The commercial sex industry has been overwhelmingly dominated by men paying for sex with women. But here in the 21st century, will we finally see the reverse: women paying for sex with men? And if so, will the male brothel be a step towards equality, or be subject to the same types of exploitation as female brothels? Is the male brothel fact or faction? New Zealand (where prostitution is legal and regulated) announced recently it would be opening up its first all-male brothel targeted to female customers. It would be a first not only for New Zealand, but possibly for the world. Men in prostitution and brothels have certainly existed, but the vast majority of them sell sex to other men. Women buying sex from men has been exceedingly rare. But could a men-for-women brothel work? And if so, would it end the exploitation, sex trafficking, and abuses often found in women-for-men brothels?
A handful of women who buy sex in New Zealand and Pam Corkery, the former politician behind the idea, are hopeful that an all-male brothel will appeal to women looking to buy sex. However, critics claim that women won't feel comfortable in a brothel setting with other women, picking men out of a line up for sex. And many have doubted that the female demand for male prostitution will be large enough to support a brothel. Out of the very few men in prostitution in New Zealand, most of them sell to both men and women. While some women do pay for sex, they remain a tiny minority in New Zealand and around the world.

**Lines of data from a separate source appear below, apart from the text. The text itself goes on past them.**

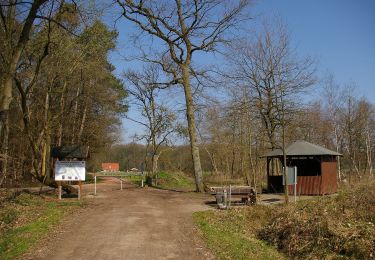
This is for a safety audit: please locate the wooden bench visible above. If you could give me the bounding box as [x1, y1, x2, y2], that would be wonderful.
[209, 185, 256, 208]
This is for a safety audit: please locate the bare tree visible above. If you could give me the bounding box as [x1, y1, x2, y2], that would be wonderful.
[322, 74, 345, 181]
[226, 21, 315, 202]
[116, 0, 249, 192]
[124, 65, 176, 180]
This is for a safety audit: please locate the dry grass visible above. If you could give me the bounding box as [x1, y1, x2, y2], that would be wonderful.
[258, 181, 375, 259]
[196, 181, 375, 259]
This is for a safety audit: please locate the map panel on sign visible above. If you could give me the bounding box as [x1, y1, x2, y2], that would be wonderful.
[55, 161, 86, 181]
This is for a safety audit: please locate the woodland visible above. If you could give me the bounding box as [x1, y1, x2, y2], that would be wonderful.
[1, 0, 374, 194]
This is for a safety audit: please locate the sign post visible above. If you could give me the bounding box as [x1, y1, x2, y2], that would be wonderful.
[294, 167, 297, 202]
[58, 181, 62, 200]
[94, 175, 97, 195]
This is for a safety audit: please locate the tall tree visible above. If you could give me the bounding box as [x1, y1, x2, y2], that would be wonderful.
[0, 0, 50, 186]
[116, 0, 249, 192]
[0, 2, 127, 189]
[226, 21, 315, 202]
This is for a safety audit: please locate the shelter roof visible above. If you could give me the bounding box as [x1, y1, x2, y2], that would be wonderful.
[261, 140, 342, 158]
[51, 145, 89, 159]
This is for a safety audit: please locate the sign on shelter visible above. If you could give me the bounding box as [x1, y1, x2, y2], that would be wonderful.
[55, 161, 86, 181]
[283, 166, 297, 185]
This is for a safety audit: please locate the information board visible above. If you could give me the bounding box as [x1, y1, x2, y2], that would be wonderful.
[283, 166, 297, 185]
[55, 161, 86, 181]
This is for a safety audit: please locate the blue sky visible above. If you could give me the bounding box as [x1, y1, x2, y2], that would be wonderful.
[107, 1, 375, 143]
[254, 0, 375, 98]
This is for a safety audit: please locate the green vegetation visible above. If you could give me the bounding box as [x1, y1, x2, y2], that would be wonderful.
[84, 174, 102, 184]
[195, 182, 374, 259]
[194, 209, 284, 260]
[0, 192, 83, 259]
[126, 175, 145, 186]
[203, 173, 246, 187]
[154, 171, 196, 191]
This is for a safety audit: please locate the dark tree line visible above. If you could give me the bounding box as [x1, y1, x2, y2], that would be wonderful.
[0, 1, 127, 188]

Female buyers can also exploit young men just like male buyers can exploit young women. This phenomenon is most apparent in Jamaica, where many wealthy, older Western women have sex with young Jamaican men and boys in exchange for money, school tuition, shelter, and food. Some of these young men are exploited just as young women women in Thailand are exploited by male sex tourists. Others are trafficked for sex. Changing the gender of the vulnerable teens or the people with financial power doesn't end exploitation, it just shifts it to another group of victims.
The fact is that one male brothel aside, men are still the vast, vast majority of buyers of the commercial sex industry. And while some men and boys are victims of human trafficking and exploitation in that industry, women and girls still are most of the victims. The fiction is that when women buy sex from men, the opportunity for exploitation and abuse ends, and equality is somehow achieved. And the truth is that male brothels aren't the answer to human trafficking.